Hâlihazırda sahada güvenlik olaylarını izlemeyi ve raporlamayı kolaylaştıran uygulamalar mevcuttur; yöneticilerin tüm çalışanlarına güvenlik ipuçlarını iletmesini sağlayan uygulamalar da var. Envanter yönetimi ve hammadde takibi ile ilgili konulara odaklanan uygulamalar da mevcut. Daha önceleri ulaşılması mümkün olmayan lokasyonlara gidebilen dronelar sayesinde inovasyon daha araştırma safhasındayken başlıyor. Yapı bilgi modelleme (BIM) sürecinin uyarlanması, tüm tasarımcıları aynı sanal ortamda bir araya getirip uzaktan iş birliği yapmayı mümkün kılıyor. İşlenmiş parçaların saha dışında imalatı da birkaç tıkla halledilebiliyor.
Artırılmış ve sanal gerçeklik, şantiyede karmaşık parçaların yapımında rehberlik edebiliyor, görünmeyen katmanları gösterebiliyor ya da hem işçi hem de yapı açısından risk arz eden durumları öngörebiliyor. Robotlar da tehlikeli alanlarda çok daha güvenli bir biçimde insan gücünün yerini alabilecek durumda. Hatta Balfour Beatty’e göre “2050 yılında şantiyelerde insan olmayacak.”

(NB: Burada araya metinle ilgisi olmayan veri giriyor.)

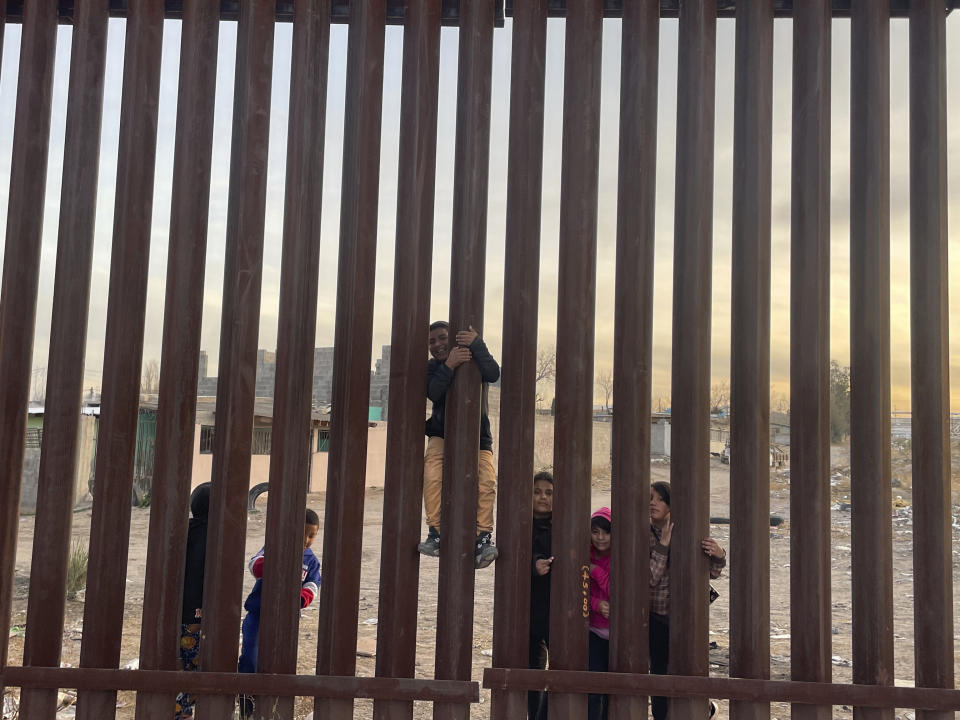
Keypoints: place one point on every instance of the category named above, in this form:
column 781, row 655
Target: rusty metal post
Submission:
column 750, row 353
column 239, row 328
column 871, row 533
column 810, row 650
column 123, row 352
column 929, row 333
column 572, row 456
column 633, row 349
column 21, row 273
column 290, row 452
column 403, row 487
column 71, row 300
column 343, row 527
column 690, row 439
column 179, row 366
column 454, row 652
column 511, row 609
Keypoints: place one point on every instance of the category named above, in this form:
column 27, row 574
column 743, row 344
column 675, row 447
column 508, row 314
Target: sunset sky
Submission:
column 899, row 171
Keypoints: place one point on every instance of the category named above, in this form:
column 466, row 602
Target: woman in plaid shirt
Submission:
column 661, row 530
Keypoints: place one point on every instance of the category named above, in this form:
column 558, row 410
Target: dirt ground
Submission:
column 483, row 611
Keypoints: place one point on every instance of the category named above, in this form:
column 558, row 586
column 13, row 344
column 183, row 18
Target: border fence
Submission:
column 395, row 687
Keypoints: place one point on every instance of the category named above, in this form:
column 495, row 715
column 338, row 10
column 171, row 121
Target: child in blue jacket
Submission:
column 308, row 591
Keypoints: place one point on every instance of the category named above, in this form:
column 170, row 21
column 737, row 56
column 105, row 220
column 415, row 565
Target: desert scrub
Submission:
column 77, row 568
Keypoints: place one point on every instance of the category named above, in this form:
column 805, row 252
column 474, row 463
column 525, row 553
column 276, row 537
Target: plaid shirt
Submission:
column 660, row 573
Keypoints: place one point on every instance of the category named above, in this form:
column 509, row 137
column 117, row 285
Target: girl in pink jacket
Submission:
column 599, row 606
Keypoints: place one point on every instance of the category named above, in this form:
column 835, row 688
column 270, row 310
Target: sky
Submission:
column 723, row 173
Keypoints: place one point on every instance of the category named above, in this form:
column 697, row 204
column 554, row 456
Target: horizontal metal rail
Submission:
column 202, row 683
column 725, row 8
column 230, row 10
column 580, row 681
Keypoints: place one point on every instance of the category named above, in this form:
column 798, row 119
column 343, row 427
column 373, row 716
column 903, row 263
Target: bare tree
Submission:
column 149, row 384
column 38, row 385
column 546, row 364
column 605, row 383
column 719, row 397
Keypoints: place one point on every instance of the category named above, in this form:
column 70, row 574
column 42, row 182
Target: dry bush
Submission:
column 77, row 569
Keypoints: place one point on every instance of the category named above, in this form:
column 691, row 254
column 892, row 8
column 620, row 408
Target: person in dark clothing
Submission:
column 541, row 562
column 440, row 369
column 661, row 533
column 193, row 592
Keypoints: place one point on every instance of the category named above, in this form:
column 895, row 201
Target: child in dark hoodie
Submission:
column 193, row 592
column 542, row 559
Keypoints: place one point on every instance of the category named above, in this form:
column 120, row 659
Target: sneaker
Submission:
column 431, row 546
column 484, row 552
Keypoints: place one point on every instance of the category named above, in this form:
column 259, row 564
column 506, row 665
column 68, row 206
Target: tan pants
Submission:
column 433, row 486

Her yapının, sonuçta, devasa bir veri deposu olduğunu aklımızda tutmak gerekiyor. Tüm ilişkiler, kararlar ve edinilecek başarılar bir sonraki iş için bir bilgi kaynağıdır. Bu verileri nasıl yorumlayacağınızı ve nereye müdahale edeceğinizi bilmek, BuildTech'in temel işlevidir. BuildTech ile birlikte birkaç farklı projeyi aynı anda uzaktan kontrol edip, yönetmek mümkün olabilecek. Endüstriden gelecek çok daha büyük bir girdinin de verimliliği artırıp, üretim maliyetini düşürmesi oldukça olası görünüyor. Dünyanın büyük bir kısmında hâlâ tam gelişmemiş olsa da, işin giderek daha fazla endüstriyelleşeceği, kesinlik ve hız kazanacağı doğal sürecin sonucu olacaktır. Dolayısıyla, önümüzdeki yıllarda bu konuyla ilgili daha çok şey göreceğimiz muhakkak.